Hacker News new | ask | show | jobs
by nik_s 1366 days ago
I just tested the model [1] using an RTX3090, trying to translate a french text I found here [2].

Some observations:

- The full translation of the 6:22 minute video takes about 22 seconds (17x real time)

- It recognizes the language by default (and did a good job to recognize it was french audio)

- MIT License [3]!

- The quality of the transcription is good, but not perfect.

- The quality of the translation (if you don't consider transcription errors as a translation error) is generally very good.

---

The transcription:

> Bonjour à tous, <error>j'suis</error> espère que vous allez bien, c''est ENTI. Et aujourd', <error>aujourd',</error> on se retrouve <error>un peu physique</error> pour parler de la termo dynamique. Vous ne vous inquiétez pas, ça va bien se passer. On va y aller ensemble, <error>être à par exemple,</error> je vous accompagne à travers une série de vidéos pour vous expliquer les principes de base en termo dynamique. Et bah, c''est parti, on va y aller tranquillement. Lidée, c''est vous puissiez comprendre la termo dynamique dans son ensemble. Donc, je vais vraiment prendre mon temps pour <error>couplisser</error> bien comprendre les notions,

The translation:

> Hello everyone, I hope you're doing well, it's NT and today we find ourselves a little physical to talk about the thermo dynamic. Don't worry, it's going well, we're going to go together and be the same. I'm going to accompany you through a series of videos to explain the basic principles in thermo dynamic. Well, let's go, <error>we're going to go quietly</error>. The idea is that you can understand the thermo dynamic <error>in sound together</error>. So I'm really going to take my time to understand the notions,

---

All in all very happy that OpenAI is publishing their models.
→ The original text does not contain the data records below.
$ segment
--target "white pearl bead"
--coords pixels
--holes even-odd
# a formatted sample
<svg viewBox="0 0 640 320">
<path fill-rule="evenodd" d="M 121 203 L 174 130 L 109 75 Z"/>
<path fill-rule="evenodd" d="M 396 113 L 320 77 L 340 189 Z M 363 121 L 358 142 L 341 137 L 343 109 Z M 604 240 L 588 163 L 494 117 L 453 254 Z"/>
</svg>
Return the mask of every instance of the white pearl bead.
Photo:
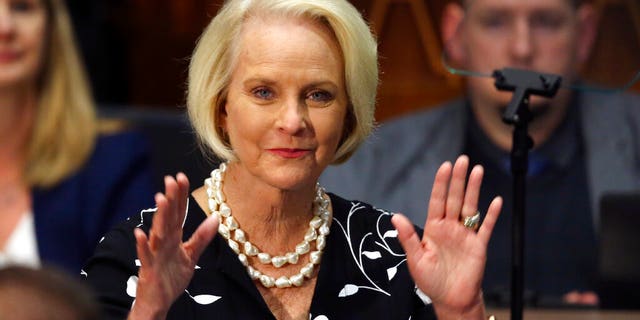
<svg viewBox="0 0 640 320">
<path fill-rule="evenodd" d="M 224 224 L 218 225 L 218 233 L 220 233 L 225 239 L 229 239 L 230 237 L 229 228 L 227 228 L 227 226 L 225 226 Z"/>
<path fill-rule="evenodd" d="M 304 241 L 296 246 L 296 253 L 299 255 L 303 255 L 307 252 L 309 252 L 309 242 Z"/>
<path fill-rule="evenodd" d="M 275 280 L 273 280 L 273 277 L 269 277 L 266 274 L 260 276 L 260 282 L 263 286 L 265 286 L 265 288 L 271 288 L 275 284 Z"/>
<path fill-rule="evenodd" d="M 311 278 L 311 274 L 313 274 L 313 263 L 307 263 L 302 269 L 300 269 L 300 274 L 304 275 L 307 278 Z"/>
<path fill-rule="evenodd" d="M 258 260 L 260 260 L 262 264 L 271 263 L 271 255 L 266 252 L 260 252 L 258 253 Z"/>
<path fill-rule="evenodd" d="M 309 225 L 314 229 L 318 229 L 320 225 L 322 225 L 322 218 L 318 216 L 313 217 L 313 219 L 311 219 L 311 221 L 309 222 Z"/>
<path fill-rule="evenodd" d="M 208 204 L 210 212 L 218 211 L 218 203 L 215 200 L 209 198 Z"/>
<path fill-rule="evenodd" d="M 289 252 L 287 253 L 287 262 L 289 262 L 290 264 L 296 264 L 298 263 L 299 257 L 300 256 L 297 253 Z"/>
<path fill-rule="evenodd" d="M 302 281 L 304 281 L 304 275 L 302 275 L 301 273 L 296 273 L 291 277 L 289 277 L 289 280 L 291 281 L 291 284 L 293 284 L 296 287 L 299 287 L 302 285 Z"/>
<path fill-rule="evenodd" d="M 233 233 L 234 237 L 233 239 L 235 239 L 236 241 L 240 242 L 240 243 L 245 243 L 247 241 L 245 235 L 244 235 L 244 231 L 240 230 L 240 229 L 236 229 L 236 231 L 234 231 Z"/>
<path fill-rule="evenodd" d="M 291 287 L 291 281 L 289 281 L 289 278 L 282 276 L 276 280 L 276 287 L 278 288 Z"/>
<path fill-rule="evenodd" d="M 321 235 L 326 236 L 329 234 L 329 223 L 325 222 L 322 224 L 322 226 L 320 226 L 320 229 L 318 229 L 318 232 L 320 232 Z"/>
<path fill-rule="evenodd" d="M 318 236 L 318 238 L 316 238 L 316 249 L 324 250 L 324 247 L 326 245 L 327 245 L 327 240 L 325 236 Z"/>
<path fill-rule="evenodd" d="M 223 175 L 219 169 L 215 169 L 211 171 L 211 178 L 216 181 L 222 181 Z"/>
<path fill-rule="evenodd" d="M 313 227 L 309 227 L 307 233 L 304 234 L 304 241 L 310 242 L 316 239 L 318 235 L 316 234 L 316 229 Z"/>
<path fill-rule="evenodd" d="M 225 218 L 231 216 L 231 208 L 229 208 L 229 206 L 226 203 L 221 203 L 220 214 Z"/>
<path fill-rule="evenodd" d="M 313 264 L 319 264 L 322 257 L 322 251 L 311 251 L 309 254 L 309 261 Z"/>
<path fill-rule="evenodd" d="M 240 260 L 240 263 L 242 263 L 243 266 L 247 267 L 249 266 L 249 261 L 247 260 L 247 256 L 245 256 L 244 254 L 238 254 L 238 260 Z"/>
<path fill-rule="evenodd" d="M 222 193 L 222 190 L 217 189 L 216 190 L 216 200 L 220 203 L 225 202 L 227 199 L 224 197 L 224 193 Z"/>
<path fill-rule="evenodd" d="M 247 241 L 244 243 L 244 253 L 250 257 L 253 257 L 258 254 L 258 248 L 251 244 L 251 242 Z"/>
<path fill-rule="evenodd" d="M 262 273 L 254 269 L 252 266 L 247 267 L 247 272 L 249 273 L 249 277 L 251 278 L 251 280 L 260 279 L 260 276 L 262 276 Z"/>
<path fill-rule="evenodd" d="M 271 258 L 271 264 L 273 264 L 273 266 L 276 267 L 276 268 L 282 267 L 285 263 L 287 263 L 287 258 L 286 257 L 275 256 L 275 257 Z"/>
<path fill-rule="evenodd" d="M 227 225 L 229 230 L 238 229 L 238 223 L 236 222 L 235 219 L 233 219 L 233 217 L 228 217 L 227 219 L 225 219 L 224 224 Z"/>
<path fill-rule="evenodd" d="M 229 243 L 229 247 L 231 248 L 231 250 L 233 250 L 233 252 L 235 252 L 236 254 L 240 254 L 240 246 L 237 242 L 231 239 L 227 240 L 227 242 Z"/>
</svg>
If Stable Diffusion is any guide, people will hack some crazy things with this.

[1] https://github.com/openai/whisper [2] https://www.youtube.com/watch?v=OFLt-KL0K7Y [3] https://github.com/openai/whisper/blob/main/LICENSE

5 comments

It also runs well on a CPU and seems to have proper memory management. Wonderful timing because I was using DeepSpeech for some audio recordings and it required me to script up a splitter to make the files into .wav and then do snippets of 10 seconds each. Everything about this just works out of the box. On a core i5 I'm getting about 30 seconds every minute. Transcriptionist jobs just turned into editor jobs. I love how it drops the inflections in the audio as well, because it was trained on transcription work, and that is one of the first things you learn to do (drop the uhs and ums and huhs etc, unless it is a strictly verbose transcription).
> dans son ensemble

> in sound together

That's hilarious and honestly, incredibly bad. "Dans son ensemble" is a very common idiom (meaning "as a whole") while "in sound together" has to be pretty rare. "Son" means "his/hers/its" as well as "sound", and the former meaning is probably more common in general so I have no idea how this result could arise.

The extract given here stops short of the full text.